— Дарья Матвеевна, — с замирающим сердцем протянул Макс. — А что там?
Старуха явно погрустнела.
— Hельзя мне про это рассказывать, милый. Пообещала я. Да и как расскажешь, слов-то таких нет, понимаешь? Очень уж все там непохоже. Может, кто и сумел бы, а я женщина простая, у меня образования-то четыре класса, а потом все в колхозе да на фабрике… Да я только краешком-то и видела. Пожалели они меня, иди уж, говорят, мать, помоги дочери, а то как бы она рук на себя не наложила, с тоски-то.
Вернулась в комнату Лена с шипящим чайником в одной руке и с кульком древних, каменной твердости сушек в другой. Сняла с подноса чашки, поставила на стол, прямо возле гроба.
— Пододвигайте стул, — кивнула она Максу. — Вам как заварку лить, покрепче или послабже?
— Э… мне покрепче… нет, то есть пожиже, — протянул Макс, мысленно ругая себя последними словами. В такой нищете и заварка — ценность. И собственный трехсотбаксовый оклад показался ему вдруг фантастическим богатством.
— А вам, Дарья Матвеевна? — совсем уж сдуру решил он поухаживать за старушкой.
— А маме не надо, — терпеливо, точно маленькому ребенку сказала Лена.

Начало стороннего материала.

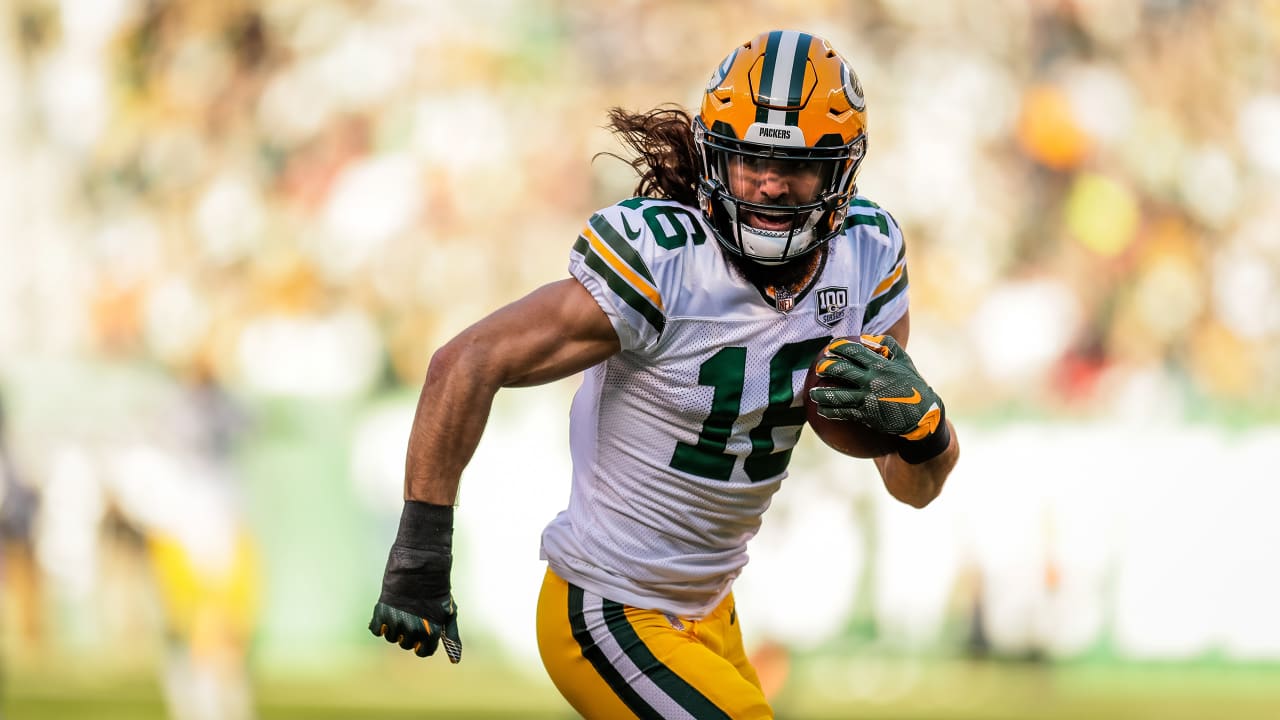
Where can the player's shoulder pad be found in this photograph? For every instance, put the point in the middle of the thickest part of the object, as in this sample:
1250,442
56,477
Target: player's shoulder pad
868,217
617,247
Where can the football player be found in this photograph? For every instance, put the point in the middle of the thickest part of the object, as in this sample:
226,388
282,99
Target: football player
693,311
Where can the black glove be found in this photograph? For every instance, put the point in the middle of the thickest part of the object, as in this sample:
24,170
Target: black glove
416,609
882,388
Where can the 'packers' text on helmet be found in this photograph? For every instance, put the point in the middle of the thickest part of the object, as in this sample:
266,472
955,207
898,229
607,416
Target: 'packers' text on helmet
782,132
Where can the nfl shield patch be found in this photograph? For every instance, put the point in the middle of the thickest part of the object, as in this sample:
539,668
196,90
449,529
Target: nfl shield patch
832,302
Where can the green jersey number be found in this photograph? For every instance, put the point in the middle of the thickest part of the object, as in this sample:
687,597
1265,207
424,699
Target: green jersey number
726,374
671,226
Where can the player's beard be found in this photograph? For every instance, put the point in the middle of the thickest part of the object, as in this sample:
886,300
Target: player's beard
791,274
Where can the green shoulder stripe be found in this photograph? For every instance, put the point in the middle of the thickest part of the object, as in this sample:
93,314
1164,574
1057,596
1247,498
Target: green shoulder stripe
874,220
873,308
621,246
629,295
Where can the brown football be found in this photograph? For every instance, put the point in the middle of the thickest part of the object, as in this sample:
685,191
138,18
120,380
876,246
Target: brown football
849,437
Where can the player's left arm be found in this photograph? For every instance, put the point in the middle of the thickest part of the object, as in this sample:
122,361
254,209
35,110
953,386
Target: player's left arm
918,483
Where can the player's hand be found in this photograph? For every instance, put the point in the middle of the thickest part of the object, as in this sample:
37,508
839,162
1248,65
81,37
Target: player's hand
416,609
420,634
881,388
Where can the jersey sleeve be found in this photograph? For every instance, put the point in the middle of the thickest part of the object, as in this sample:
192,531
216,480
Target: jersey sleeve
613,263
887,301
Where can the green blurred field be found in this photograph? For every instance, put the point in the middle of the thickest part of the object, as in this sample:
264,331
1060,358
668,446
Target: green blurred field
819,688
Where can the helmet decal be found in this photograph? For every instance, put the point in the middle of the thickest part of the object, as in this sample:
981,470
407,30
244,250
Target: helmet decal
853,87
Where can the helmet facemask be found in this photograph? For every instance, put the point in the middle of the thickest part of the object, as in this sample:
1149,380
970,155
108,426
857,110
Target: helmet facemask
819,186
787,103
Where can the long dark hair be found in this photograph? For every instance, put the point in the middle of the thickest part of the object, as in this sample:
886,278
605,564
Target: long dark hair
667,158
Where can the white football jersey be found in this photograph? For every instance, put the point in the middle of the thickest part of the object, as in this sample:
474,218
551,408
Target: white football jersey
680,441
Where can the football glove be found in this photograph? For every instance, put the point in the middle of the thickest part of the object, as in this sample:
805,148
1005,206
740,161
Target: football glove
416,609
881,388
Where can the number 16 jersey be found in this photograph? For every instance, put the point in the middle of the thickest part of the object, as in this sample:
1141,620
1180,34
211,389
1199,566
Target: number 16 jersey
680,441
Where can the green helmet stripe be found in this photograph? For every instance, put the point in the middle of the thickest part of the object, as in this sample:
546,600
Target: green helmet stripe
771,60
795,92
786,54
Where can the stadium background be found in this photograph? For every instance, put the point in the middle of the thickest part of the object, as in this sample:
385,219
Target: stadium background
232,233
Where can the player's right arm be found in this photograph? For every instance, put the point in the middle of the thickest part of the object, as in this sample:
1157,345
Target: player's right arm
554,332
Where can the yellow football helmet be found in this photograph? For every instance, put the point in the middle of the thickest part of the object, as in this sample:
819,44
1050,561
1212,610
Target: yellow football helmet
785,100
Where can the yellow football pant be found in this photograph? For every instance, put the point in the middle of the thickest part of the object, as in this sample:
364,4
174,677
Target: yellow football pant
612,661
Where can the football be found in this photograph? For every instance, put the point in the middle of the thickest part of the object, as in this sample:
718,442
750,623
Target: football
849,437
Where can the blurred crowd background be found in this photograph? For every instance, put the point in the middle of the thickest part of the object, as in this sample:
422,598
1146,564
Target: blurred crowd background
233,232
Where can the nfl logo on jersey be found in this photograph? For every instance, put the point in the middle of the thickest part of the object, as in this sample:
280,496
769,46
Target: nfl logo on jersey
832,302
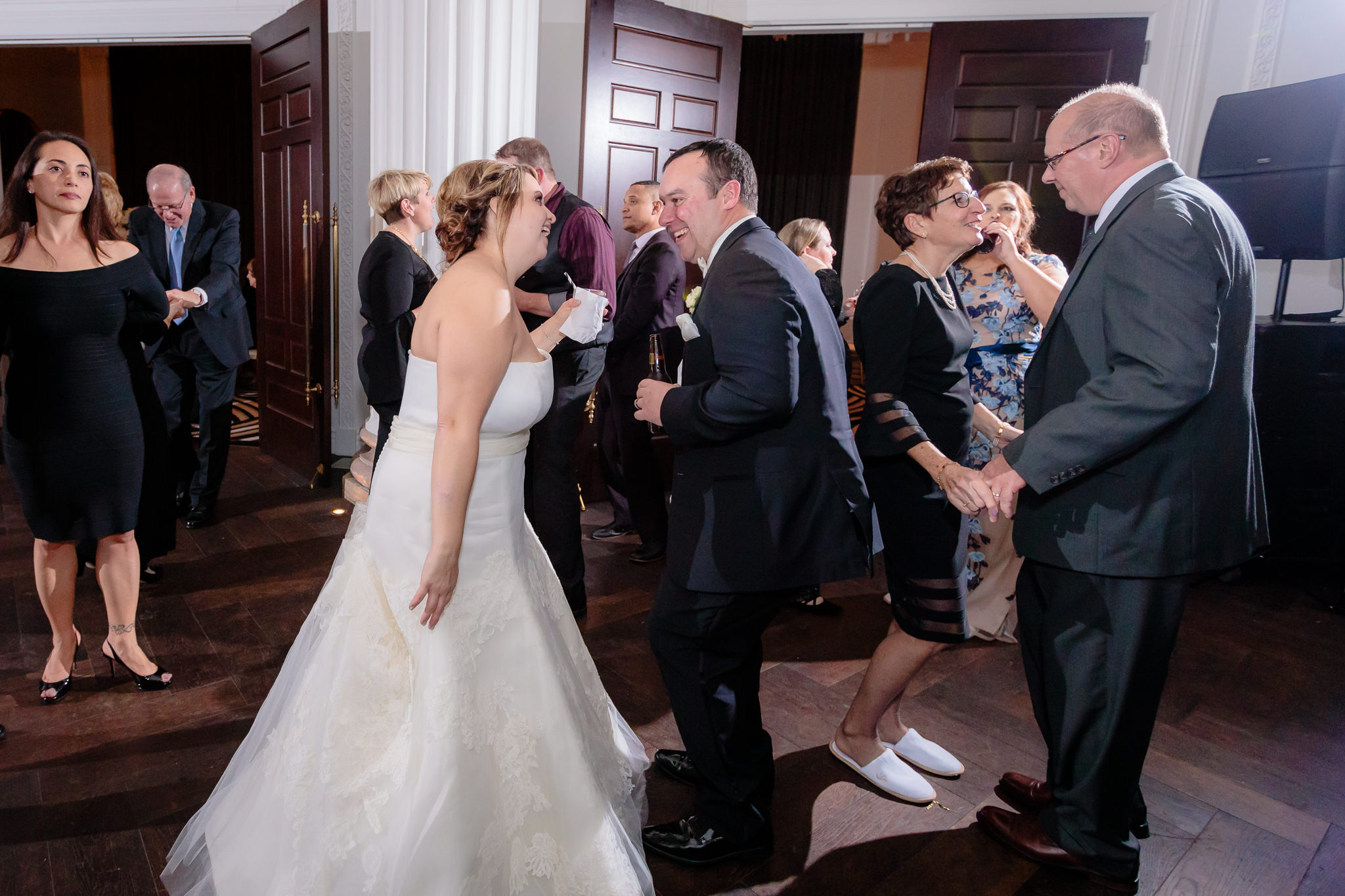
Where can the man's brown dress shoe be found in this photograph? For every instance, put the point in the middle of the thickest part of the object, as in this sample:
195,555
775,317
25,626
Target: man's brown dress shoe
1030,796
1024,836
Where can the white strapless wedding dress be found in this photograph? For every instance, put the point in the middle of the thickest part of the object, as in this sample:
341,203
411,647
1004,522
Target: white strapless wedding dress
483,757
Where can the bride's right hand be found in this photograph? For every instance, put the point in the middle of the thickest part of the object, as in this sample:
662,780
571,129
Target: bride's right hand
439,581
563,313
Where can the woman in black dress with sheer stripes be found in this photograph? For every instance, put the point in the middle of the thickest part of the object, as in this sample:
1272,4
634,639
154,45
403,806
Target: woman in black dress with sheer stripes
912,336
72,431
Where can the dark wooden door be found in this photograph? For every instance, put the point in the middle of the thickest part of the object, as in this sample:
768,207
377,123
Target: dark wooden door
655,79
290,163
993,86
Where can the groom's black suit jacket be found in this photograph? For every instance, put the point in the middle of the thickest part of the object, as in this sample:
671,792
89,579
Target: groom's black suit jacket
767,485
1141,445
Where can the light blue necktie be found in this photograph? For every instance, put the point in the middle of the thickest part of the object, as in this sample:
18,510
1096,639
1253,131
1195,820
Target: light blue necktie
175,265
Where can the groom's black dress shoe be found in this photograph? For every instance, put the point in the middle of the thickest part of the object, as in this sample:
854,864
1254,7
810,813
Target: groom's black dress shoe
612,531
201,516
693,843
677,766
1030,796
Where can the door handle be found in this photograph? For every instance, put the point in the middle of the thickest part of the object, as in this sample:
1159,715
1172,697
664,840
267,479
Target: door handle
335,322
310,387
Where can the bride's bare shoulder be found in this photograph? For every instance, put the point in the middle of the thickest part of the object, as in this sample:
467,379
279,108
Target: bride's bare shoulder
474,291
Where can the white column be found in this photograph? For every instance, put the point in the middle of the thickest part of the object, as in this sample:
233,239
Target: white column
416,83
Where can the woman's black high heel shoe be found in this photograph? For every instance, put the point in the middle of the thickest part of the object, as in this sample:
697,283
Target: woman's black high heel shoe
62,687
154,681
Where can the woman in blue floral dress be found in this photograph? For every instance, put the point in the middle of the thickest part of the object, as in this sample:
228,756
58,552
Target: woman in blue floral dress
1007,292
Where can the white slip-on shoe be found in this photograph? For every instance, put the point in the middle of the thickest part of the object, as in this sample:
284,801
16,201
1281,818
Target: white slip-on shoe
926,756
891,775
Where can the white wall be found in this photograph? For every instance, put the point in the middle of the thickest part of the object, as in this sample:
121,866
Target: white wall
1310,45
560,85
1199,51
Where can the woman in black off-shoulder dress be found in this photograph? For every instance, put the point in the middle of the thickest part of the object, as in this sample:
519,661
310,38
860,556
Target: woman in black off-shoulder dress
73,437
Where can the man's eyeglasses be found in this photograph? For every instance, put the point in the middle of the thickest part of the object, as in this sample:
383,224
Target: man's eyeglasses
1055,160
961,199
160,210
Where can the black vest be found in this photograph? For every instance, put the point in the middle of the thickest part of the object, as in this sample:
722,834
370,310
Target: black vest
549,276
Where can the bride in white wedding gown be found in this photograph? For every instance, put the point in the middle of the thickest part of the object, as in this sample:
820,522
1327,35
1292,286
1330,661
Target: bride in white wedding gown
439,726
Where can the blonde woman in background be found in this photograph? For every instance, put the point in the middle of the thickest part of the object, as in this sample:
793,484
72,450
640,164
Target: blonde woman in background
1009,289
393,282
118,214
810,240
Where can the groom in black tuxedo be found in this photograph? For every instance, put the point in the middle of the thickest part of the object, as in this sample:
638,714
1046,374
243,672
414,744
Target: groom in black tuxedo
767,492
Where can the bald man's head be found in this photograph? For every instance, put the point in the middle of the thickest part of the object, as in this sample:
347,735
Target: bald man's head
171,194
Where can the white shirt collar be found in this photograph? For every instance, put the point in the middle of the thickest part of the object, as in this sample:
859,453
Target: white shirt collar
1116,195
715,250
642,241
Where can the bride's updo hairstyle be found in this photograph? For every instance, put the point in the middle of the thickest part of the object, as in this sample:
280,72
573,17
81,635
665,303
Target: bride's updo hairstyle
464,203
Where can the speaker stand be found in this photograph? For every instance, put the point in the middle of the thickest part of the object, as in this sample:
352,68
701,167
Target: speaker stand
1282,291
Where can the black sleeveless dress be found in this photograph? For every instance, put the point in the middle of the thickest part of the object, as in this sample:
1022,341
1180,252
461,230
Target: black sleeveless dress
72,429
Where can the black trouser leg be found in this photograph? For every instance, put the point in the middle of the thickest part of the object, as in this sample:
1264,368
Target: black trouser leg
642,475
215,393
175,381
386,412
550,485
1097,652
609,456
709,652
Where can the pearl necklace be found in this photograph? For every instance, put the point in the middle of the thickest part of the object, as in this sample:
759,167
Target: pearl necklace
946,296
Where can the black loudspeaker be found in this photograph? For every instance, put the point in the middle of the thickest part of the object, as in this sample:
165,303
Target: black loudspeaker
1300,393
1277,156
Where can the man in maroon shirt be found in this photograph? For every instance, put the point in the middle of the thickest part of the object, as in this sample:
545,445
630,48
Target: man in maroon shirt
581,247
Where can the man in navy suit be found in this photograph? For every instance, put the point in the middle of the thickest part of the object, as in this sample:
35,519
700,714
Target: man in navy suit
649,299
194,247
768,496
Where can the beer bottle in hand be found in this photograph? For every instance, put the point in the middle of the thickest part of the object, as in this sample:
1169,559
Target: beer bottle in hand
658,370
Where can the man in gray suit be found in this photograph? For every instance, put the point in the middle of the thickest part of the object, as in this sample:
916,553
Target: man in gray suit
1138,472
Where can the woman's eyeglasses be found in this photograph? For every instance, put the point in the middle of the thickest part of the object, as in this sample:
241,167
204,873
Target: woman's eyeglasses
961,199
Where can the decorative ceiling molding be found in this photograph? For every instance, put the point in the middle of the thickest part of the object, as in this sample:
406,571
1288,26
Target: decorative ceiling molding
1268,45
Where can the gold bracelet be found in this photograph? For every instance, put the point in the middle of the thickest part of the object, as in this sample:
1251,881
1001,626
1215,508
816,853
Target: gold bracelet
938,475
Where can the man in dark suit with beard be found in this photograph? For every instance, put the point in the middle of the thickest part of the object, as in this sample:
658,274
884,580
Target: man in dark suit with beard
767,492
194,247
1138,472
649,299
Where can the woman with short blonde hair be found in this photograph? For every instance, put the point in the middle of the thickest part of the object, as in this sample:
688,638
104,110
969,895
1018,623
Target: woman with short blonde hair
810,240
395,278
391,188
1009,288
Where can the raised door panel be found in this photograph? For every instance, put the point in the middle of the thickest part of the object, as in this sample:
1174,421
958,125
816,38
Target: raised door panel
993,86
290,70
657,78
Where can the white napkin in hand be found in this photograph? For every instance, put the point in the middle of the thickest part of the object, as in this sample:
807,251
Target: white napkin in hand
586,320
688,327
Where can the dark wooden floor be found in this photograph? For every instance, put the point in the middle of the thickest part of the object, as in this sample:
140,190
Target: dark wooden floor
1246,779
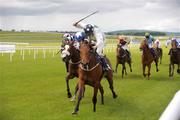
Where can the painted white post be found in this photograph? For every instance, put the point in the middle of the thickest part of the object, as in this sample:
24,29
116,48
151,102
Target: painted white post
44,53
29,51
23,55
21,52
34,54
10,57
172,112
53,53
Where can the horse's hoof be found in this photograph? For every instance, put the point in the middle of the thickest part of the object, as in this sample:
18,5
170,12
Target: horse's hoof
114,96
74,113
73,99
171,77
69,95
178,71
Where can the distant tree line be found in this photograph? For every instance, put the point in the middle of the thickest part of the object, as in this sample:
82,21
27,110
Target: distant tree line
132,33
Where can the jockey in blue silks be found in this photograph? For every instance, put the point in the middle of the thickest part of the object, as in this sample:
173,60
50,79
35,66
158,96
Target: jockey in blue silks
150,41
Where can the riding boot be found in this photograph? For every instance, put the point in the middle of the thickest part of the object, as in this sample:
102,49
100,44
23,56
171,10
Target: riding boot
153,52
170,51
105,65
128,54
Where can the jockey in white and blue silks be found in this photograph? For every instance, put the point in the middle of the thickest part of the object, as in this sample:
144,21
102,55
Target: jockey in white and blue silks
177,42
157,43
150,41
167,42
79,37
93,31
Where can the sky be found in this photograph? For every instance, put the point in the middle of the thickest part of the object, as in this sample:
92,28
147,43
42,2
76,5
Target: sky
43,15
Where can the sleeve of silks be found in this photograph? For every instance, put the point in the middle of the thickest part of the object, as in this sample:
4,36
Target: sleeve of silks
172,112
81,25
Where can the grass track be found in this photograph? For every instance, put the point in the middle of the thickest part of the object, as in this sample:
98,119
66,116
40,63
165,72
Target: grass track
36,90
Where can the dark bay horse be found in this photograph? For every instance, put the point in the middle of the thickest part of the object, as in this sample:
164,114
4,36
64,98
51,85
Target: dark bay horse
147,58
174,58
122,58
159,52
90,72
71,56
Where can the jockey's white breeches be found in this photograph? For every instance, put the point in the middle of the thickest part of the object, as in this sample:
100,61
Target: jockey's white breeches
125,47
99,49
150,45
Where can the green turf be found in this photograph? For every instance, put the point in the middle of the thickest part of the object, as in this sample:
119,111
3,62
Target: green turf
36,90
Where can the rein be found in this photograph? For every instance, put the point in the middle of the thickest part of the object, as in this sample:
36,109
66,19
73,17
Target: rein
88,70
74,63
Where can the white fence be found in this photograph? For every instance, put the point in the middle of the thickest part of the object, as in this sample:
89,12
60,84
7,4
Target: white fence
35,50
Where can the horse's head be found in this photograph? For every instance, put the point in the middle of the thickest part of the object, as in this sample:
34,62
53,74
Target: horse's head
85,48
119,50
173,44
69,50
143,45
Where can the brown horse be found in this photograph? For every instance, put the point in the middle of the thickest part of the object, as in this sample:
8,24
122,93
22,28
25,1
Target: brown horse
71,56
122,58
159,52
147,58
174,58
90,73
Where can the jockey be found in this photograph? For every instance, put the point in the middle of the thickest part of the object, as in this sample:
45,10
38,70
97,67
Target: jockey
93,31
167,42
79,37
124,42
157,43
150,40
67,38
177,42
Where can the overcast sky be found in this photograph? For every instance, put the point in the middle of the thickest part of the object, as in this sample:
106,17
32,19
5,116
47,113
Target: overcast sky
163,15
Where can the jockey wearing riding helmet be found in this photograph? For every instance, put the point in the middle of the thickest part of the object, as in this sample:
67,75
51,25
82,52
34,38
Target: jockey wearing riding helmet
150,40
177,42
67,38
124,42
157,43
79,37
93,31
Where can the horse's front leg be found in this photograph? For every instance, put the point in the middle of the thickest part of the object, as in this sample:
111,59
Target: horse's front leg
170,70
123,69
67,85
75,93
110,81
116,67
149,71
102,93
130,66
156,62
94,99
81,92
178,70
144,68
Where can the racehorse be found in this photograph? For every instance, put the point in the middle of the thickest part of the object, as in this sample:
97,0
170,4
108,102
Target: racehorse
174,58
122,58
147,58
90,72
159,51
71,56
159,54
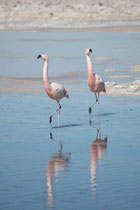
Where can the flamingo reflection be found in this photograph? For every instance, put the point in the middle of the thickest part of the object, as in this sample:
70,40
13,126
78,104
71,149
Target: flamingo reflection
57,166
98,148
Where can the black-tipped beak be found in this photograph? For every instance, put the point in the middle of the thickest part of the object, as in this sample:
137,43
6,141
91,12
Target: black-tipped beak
39,57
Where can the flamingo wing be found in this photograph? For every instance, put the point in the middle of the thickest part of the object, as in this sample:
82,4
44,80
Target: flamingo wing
58,91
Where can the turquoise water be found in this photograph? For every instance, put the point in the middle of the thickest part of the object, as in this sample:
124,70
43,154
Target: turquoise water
72,167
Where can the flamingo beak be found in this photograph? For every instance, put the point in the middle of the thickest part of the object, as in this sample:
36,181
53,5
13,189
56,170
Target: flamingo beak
39,57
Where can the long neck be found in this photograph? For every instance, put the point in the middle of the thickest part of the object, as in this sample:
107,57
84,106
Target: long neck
45,75
91,77
89,65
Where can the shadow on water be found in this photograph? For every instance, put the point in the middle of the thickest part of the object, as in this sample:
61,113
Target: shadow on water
97,151
69,125
107,114
56,168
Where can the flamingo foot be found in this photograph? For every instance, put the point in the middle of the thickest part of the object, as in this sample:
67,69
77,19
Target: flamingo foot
89,110
50,119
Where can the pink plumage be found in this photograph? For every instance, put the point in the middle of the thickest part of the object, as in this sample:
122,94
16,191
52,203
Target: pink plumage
95,81
54,90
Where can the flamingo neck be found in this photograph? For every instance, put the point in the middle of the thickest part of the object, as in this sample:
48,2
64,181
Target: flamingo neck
90,68
45,75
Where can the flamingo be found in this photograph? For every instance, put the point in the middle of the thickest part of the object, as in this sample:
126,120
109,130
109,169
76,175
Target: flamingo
54,90
95,82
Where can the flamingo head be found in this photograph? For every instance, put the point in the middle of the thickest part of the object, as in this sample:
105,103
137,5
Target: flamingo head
43,56
88,51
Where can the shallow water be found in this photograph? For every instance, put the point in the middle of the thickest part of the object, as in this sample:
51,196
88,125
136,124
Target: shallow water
70,167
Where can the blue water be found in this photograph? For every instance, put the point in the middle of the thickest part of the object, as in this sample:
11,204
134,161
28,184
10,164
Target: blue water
49,168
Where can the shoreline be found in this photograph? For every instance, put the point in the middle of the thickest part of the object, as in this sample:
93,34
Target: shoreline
64,26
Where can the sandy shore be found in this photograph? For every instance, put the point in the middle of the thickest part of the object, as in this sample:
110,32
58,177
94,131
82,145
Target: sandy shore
36,15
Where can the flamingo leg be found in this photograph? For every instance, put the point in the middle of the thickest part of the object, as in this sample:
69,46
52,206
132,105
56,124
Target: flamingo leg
97,100
58,110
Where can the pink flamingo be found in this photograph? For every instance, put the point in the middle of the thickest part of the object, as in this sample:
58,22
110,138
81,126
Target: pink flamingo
95,82
53,90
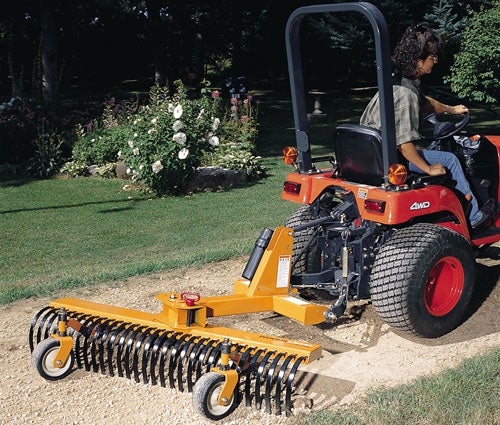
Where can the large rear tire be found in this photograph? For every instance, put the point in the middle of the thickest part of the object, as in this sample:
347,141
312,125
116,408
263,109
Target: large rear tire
422,280
310,261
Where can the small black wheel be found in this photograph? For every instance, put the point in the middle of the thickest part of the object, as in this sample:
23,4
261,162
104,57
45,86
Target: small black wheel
422,280
205,394
43,356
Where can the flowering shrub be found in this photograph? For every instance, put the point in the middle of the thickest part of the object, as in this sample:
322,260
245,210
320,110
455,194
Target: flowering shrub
168,138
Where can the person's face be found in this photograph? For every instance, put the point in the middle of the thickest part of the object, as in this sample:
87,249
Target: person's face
425,65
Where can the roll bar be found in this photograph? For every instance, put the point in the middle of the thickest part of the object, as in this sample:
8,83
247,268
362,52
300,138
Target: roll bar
384,79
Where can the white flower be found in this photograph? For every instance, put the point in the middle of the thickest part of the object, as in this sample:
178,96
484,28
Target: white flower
179,138
157,166
200,114
178,124
178,111
214,141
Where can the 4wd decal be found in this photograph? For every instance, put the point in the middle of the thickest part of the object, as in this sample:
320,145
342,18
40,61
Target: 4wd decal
420,205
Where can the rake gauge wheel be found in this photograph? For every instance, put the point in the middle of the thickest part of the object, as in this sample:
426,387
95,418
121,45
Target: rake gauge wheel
43,357
205,394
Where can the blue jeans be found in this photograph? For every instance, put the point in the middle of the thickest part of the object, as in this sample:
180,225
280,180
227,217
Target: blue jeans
451,162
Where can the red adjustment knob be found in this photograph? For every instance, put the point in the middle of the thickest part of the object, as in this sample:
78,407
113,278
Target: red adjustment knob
190,298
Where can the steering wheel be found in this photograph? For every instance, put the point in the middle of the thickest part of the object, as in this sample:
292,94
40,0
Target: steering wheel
443,130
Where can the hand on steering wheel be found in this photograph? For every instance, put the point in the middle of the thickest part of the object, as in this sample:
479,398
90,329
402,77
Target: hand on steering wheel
443,130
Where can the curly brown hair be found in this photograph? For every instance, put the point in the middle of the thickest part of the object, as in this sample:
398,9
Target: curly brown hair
417,42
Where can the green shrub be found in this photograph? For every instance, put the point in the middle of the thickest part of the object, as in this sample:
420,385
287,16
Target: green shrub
101,146
476,70
168,139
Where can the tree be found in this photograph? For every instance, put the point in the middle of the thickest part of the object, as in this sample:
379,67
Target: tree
475,74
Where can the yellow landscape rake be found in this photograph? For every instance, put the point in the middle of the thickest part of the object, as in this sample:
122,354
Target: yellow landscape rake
178,348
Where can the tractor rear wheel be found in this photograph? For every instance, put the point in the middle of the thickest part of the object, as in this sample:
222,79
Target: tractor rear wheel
422,280
309,261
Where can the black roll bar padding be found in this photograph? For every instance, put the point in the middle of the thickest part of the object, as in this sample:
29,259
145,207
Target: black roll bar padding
384,79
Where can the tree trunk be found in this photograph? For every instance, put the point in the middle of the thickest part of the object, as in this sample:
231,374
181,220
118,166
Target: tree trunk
49,50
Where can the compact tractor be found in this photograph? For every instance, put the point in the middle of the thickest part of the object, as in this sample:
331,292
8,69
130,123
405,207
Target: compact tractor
365,229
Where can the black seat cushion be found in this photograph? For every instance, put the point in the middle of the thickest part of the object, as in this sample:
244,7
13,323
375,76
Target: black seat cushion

— Ты сам посуди, Максимка, чем же я пить буду? — объяснила старуха. Вот же она я, на столе… Уже ни к чему не способная. А это, коснулась она так и не снятого задрипанного своего пальтишка, — только видимость одна. Ты пей чай-то, пока горячий. Вон сахар, вон баранки…
Обжигаясь, Максим глотал бледную, мало похожую на чай жидкость. Виски его ломило, перед глазами крутилось всякое — и картонка «Подайте на похороны», и стелющиеся на снегу серые тени, и наглая, весело поблескивающая свинными глазками сержантская рожа…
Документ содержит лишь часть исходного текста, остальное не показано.